The prison population started rising during the mid-1970s oil shock and kept right on rising during the recessions of 1980, 1981-1982, 1990-1991 and 2001. If we want to explain a historic reversal of a multi-decade trend, we cannot logically do it by pointing to a factor that occurred repeatedly — a lousy economy — while that trend was underway (and p.s. the rate of incarceration also rose during the Great Depression).

Look instead for more novel factors to explain why the incarceration rate is finally falling, such as the lowest crime rates we have in generations, lower fear of crime than in generations, the emergence of effective alternatives to incarceration, and/or, if Kevin Drum is right, the dramatic reduction in lead in the environment.

I appreciate the shout out on lead, but I want to register a small semantic complaint: in what way would falling crime rates be a novel explanation for falling incarceration rates? Seems like ham and eggs to me. Based solely on the dramatic drop in crime rates over the past two decades, I'm willing to bet that prison populations will continue to drop for a good long time.

Konczal marshals some fairly unconventional arguments for and against the idea that recessions are related to incarceration rates, but never mentions the massive U.S. decline in crime rates since 1991. But you really can't do that. There have indeed been changes in the way we think about incarceration over the past few years—on both left and right—but those changes have themselves been driven by lower crime rates that everyone now agrees are permanent. That's where it all starts.

A new AP report suggests that 80 percent of the U.S. population struggles with poverty at some point in their lives. Ryan Cooper riffs on this to make a nonpartisan point about American political parties:

It's probably fair to say also that poor whites are overwhelmingly Republican, and in large part due to an overhang of racial resentment....This is why I despair of analysis like Matt Yglesias' or Sean Trende's making the case the Republicans can keep winning with white voters alone (though NB that Trende doesn't argue that this means the GOP doesn't have to change). Because that does not bode well for our future.

I lived in South Africa for a time, where voting breaks down almost entirely by race. To a first approximation, blacks vote for the African National Congress, whites and Coloureds (the non-offensive term adopted by mixed-race people) vote for the Democratic Alliance. The upshot is that because blacks make up about 77 percent of the population the ANC has won every election with over 60% of the vote. (An outcome, I should add, that is the predicable outcome of the Apartheid state's vicious racist terrorism.)

But the lack of political competition has been disastrous. Especially during the tenure of Thabo Mbeki, the whole South African government was shot through with corruption and rank incompetence, culminating in the 2008 power crisis. Single party states, outside of a few possible exceptions like Singapore, are a recipe for failure.

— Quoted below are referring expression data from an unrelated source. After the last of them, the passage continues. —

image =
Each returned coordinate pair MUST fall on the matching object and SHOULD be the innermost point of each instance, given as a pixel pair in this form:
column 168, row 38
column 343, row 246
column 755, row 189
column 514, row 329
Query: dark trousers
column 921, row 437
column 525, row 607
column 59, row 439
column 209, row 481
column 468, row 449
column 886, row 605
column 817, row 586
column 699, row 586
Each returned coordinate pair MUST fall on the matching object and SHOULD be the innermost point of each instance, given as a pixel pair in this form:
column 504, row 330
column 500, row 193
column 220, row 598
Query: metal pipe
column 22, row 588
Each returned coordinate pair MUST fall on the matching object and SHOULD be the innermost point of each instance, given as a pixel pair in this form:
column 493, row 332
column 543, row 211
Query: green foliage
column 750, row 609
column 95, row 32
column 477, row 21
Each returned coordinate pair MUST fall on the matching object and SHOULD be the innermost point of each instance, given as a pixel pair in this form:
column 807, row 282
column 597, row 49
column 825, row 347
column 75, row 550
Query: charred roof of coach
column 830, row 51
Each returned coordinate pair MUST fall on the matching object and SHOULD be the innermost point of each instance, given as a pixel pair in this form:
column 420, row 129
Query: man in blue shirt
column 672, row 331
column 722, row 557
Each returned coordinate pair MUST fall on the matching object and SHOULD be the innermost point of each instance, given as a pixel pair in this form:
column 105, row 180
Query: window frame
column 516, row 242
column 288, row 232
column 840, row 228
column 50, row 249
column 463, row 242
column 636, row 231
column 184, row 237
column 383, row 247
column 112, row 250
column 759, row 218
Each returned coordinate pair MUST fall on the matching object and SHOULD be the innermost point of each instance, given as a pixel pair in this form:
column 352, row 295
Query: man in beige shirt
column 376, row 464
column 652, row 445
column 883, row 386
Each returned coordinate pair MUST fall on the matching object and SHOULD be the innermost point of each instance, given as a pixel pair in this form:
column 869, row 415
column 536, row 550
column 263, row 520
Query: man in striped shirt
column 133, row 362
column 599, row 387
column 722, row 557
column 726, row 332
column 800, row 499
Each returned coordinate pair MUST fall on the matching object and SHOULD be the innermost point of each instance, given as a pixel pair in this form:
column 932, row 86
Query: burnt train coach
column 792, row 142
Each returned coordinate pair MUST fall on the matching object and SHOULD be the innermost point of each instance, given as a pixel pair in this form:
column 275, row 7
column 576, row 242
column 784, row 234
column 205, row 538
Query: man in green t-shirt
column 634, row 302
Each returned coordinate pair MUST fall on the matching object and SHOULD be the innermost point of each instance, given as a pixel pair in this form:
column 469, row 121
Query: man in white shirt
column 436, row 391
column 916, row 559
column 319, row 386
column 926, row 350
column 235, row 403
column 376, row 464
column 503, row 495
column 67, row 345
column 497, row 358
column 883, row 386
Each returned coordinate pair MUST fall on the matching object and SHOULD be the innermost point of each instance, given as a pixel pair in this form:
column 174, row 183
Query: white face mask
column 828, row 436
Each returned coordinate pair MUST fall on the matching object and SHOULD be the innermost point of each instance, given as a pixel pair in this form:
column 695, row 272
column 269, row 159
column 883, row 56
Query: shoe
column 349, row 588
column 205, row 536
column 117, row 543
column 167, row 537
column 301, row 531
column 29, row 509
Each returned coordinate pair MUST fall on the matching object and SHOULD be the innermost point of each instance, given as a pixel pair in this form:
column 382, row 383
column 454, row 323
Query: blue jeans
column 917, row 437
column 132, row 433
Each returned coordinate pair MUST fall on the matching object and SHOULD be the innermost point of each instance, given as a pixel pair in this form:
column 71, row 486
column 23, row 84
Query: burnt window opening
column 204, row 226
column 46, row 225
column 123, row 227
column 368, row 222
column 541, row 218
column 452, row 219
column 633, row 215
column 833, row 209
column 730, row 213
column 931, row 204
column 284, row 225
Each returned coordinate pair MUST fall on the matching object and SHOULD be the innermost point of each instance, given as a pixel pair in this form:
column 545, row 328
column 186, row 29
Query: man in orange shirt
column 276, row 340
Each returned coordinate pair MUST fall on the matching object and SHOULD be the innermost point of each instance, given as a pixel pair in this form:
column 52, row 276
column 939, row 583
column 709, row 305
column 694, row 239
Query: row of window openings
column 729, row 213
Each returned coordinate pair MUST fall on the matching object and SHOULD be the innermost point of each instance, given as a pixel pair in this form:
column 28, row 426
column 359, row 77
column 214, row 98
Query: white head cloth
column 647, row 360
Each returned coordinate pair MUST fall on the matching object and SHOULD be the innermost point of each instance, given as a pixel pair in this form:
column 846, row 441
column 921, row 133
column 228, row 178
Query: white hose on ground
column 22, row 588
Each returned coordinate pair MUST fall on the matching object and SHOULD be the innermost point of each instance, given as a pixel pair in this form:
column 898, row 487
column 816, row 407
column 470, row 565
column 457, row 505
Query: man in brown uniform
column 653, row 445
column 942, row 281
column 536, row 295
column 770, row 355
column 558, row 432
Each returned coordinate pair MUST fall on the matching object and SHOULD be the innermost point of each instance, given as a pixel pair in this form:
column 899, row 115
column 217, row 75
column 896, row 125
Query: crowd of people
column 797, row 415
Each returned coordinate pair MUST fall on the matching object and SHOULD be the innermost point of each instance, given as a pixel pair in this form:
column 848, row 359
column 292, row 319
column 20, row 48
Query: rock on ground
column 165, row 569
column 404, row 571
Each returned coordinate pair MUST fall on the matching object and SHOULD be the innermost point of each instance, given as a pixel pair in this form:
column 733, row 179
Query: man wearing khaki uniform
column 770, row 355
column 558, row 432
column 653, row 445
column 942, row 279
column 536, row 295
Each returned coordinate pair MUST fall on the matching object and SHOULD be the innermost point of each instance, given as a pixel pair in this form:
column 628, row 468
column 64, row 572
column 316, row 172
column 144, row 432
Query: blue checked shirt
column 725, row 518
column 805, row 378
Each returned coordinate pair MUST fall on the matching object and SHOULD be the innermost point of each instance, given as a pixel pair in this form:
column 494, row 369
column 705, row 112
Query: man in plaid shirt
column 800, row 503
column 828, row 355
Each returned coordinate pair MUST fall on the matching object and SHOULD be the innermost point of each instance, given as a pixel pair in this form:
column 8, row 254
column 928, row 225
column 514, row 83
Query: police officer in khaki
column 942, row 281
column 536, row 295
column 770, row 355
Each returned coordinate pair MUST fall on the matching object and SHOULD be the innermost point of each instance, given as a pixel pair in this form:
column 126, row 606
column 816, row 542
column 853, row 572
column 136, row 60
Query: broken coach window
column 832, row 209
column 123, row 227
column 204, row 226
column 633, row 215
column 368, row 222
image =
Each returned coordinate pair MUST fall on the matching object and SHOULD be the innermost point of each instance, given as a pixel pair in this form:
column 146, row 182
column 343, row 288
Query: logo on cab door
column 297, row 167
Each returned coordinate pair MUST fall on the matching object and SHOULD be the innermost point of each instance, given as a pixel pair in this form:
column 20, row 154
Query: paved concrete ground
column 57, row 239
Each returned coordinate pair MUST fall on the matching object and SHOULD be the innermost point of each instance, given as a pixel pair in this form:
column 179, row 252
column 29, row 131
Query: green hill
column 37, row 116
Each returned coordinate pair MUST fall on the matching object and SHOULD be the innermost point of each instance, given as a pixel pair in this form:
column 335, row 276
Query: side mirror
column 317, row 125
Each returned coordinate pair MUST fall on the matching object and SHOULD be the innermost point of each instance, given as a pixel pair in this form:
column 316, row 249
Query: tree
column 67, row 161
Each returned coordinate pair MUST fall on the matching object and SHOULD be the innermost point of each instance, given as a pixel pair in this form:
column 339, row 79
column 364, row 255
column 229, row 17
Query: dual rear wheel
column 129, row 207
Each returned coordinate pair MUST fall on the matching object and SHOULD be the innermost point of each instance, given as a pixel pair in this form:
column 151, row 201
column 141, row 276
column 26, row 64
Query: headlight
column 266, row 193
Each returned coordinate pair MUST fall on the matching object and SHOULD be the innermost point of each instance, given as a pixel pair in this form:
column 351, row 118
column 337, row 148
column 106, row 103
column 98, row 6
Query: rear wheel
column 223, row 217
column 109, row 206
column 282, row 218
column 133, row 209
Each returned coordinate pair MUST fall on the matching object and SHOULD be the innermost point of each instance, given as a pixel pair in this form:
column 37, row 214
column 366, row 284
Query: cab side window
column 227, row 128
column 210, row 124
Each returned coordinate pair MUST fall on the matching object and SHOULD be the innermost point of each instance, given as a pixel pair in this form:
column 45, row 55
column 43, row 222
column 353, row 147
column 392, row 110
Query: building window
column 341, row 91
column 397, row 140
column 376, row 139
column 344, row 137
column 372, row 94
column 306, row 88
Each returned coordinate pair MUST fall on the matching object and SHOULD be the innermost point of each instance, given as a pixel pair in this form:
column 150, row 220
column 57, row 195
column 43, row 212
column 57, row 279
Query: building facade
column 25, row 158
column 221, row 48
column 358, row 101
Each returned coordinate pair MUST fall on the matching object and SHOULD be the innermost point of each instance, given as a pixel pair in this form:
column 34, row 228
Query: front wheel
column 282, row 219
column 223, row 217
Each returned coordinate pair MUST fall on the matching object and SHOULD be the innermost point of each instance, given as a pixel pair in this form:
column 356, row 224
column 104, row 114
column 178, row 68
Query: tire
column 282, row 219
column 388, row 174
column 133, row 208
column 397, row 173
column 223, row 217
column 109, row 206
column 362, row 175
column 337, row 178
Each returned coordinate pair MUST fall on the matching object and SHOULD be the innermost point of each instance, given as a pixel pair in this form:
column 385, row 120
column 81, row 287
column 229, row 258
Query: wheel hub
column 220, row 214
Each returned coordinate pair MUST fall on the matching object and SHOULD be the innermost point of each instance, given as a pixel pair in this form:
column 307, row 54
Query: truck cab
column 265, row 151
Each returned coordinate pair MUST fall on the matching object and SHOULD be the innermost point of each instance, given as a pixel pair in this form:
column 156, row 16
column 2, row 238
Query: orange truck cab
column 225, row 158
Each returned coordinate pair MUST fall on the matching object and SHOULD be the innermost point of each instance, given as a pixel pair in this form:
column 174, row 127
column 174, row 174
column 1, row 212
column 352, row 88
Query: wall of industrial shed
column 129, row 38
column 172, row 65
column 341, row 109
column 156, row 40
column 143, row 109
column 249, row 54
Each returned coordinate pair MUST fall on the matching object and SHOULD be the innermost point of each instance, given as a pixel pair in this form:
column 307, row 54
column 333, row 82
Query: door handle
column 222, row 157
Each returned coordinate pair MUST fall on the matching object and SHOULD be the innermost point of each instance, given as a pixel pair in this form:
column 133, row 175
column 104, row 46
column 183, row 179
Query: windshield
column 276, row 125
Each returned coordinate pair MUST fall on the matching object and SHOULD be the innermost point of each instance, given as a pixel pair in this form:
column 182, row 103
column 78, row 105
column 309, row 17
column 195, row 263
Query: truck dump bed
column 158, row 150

I don't have time right now to ruminate on this at length. But it's worth tossing out for further thought. My big problem with Cooper's thesis is simple: it's not clear to me that poor and working-class whites actually do vote overwhelmingly Republican. That's certainly true in the South, but everywhere else this vote is split fairly evenly between the parties—and this has changed very little over the past few decades. There's really no national trend of working-class whites becoming more Republican.

At least, that's one view. Andrew Levison and Ruy Teixeira present a different one here. They don't address regional differences, but they present fairly dire national data and go on to suggest that things might actually be even worse than they look. Democrats really are losing the white working-class vote, and this is a recipe for disaster unless things change.

I share Cooper's apprehension about the future of American politics if our major political parties both end up being defined largely by race and ethnicity. For that reason, among others, it's important to figure out which of these views is actually true.